Job Demands-Resources: Untangling Stress and Motivation
To understand what job crafting has to do with employee health and wellbeing, it’s important to understanding the inner workings of job stress and motivation.
In a previous post — “I’ve Seen the Future of Employee Wellbeing: It’s Name Is Job Crafting” — I explained how, in 2001, Amy Wrzesniewski and Jane Dutton proposed that employees tweak their job tasks, workplace social connections, and perspective about their role to gain a greater sense of purpose and meaning, potentially leading to better job performance.
Around that same time, in the Netherlands, Evangelia Demerouti, Arnold Bakker, and others introduced their model of Job Demands-Resources (JD-R), which has since been fine-tuned and validated as relevant to a full range of occupations and outcomes in countless studies around the world.

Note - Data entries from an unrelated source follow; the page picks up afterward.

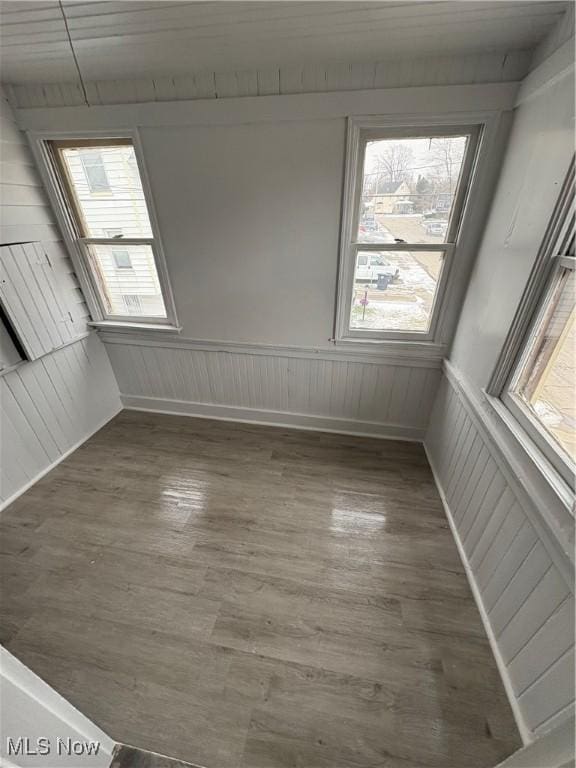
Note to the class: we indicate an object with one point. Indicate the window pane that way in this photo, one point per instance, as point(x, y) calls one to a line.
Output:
point(409, 187)
point(128, 291)
point(108, 190)
point(547, 382)
point(395, 290)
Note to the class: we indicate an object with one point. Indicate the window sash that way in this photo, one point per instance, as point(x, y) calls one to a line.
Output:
point(72, 220)
point(528, 420)
point(84, 244)
point(446, 249)
point(351, 215)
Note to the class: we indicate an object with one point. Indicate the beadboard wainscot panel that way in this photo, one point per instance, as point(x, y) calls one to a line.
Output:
point(521, 581)
point(315, 389)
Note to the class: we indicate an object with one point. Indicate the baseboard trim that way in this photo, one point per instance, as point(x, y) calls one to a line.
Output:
point(525, 733)
point(273, 418)
point(57, 461)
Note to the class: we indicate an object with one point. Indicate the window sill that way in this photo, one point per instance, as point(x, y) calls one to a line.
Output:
point(119, 327)
point(409, 347)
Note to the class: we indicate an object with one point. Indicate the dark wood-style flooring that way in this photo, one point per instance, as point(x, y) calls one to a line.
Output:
point(243, 596)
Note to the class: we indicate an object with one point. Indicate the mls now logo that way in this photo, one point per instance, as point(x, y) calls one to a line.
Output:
point(44, 746)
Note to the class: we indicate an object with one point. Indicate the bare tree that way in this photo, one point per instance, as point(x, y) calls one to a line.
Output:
point(393, 162)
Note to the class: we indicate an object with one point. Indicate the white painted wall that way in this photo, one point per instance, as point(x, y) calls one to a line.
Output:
point(539, 152)
point(250, 217)
point(31, 710)
point(515, 536)
point(248, 198)
point(51, 405)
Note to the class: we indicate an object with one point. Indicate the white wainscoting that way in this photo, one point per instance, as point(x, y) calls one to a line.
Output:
point(523, 587)
point(314, 390)
point(49, 407)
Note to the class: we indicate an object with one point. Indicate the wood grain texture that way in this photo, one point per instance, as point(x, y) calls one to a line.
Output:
point(235, 595)
point(529, 605)
point(337, 46)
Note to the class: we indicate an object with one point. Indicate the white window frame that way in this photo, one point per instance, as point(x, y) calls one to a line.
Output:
point(517, 348)
point(361, 130)
point(78, 245)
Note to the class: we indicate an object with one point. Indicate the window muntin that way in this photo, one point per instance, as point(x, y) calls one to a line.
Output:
point(405, 198)
point(114, 231)
point(141, 279)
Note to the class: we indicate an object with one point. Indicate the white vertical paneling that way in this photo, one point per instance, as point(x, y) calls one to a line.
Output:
point(525, 599)
point(340, 393)
point(50, 404)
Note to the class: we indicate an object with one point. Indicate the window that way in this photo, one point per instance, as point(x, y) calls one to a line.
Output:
point(94, 171)
point(121, 258)
point(128, 281)
point(536, 376)
point(406, 189)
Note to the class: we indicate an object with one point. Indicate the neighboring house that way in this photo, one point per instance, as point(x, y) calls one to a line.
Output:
point(389, 194)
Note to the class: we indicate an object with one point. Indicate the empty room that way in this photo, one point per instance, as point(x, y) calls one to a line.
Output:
point(287, 384)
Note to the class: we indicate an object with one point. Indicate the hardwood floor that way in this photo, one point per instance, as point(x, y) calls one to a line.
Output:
point(252, 597)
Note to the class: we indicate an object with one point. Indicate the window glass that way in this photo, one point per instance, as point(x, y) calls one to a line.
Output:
point(133, 291)
point(94, 170)
point(409, 188)
point(547, 382)
point(110, 169)
point(395, 290)
point(122, 258)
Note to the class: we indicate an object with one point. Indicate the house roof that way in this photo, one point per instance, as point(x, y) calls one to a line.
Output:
point(389, 187)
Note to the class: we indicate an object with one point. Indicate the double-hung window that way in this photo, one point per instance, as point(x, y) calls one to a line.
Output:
point(535, 378)
point(404, 200)
point(107, 213)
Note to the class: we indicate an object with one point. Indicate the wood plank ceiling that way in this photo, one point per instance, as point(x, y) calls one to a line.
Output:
point(153, 39)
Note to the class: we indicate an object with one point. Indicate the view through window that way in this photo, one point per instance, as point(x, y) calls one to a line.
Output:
point(108, 204)
point(409, 196)
point(546, 383)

If you’re familiar with job stress research, you know that job stress has causes, and shouldn't be dismissed as a choice employees make. Forget trendy notions that “stress is good.” It’s wishful thinking based on cherry-picked evidence. If stress is so great, why aren’t employees demanding more of it? Forty years of research has shown that harmful job stress is a result of jobs that have low levels of autonomy and high demands.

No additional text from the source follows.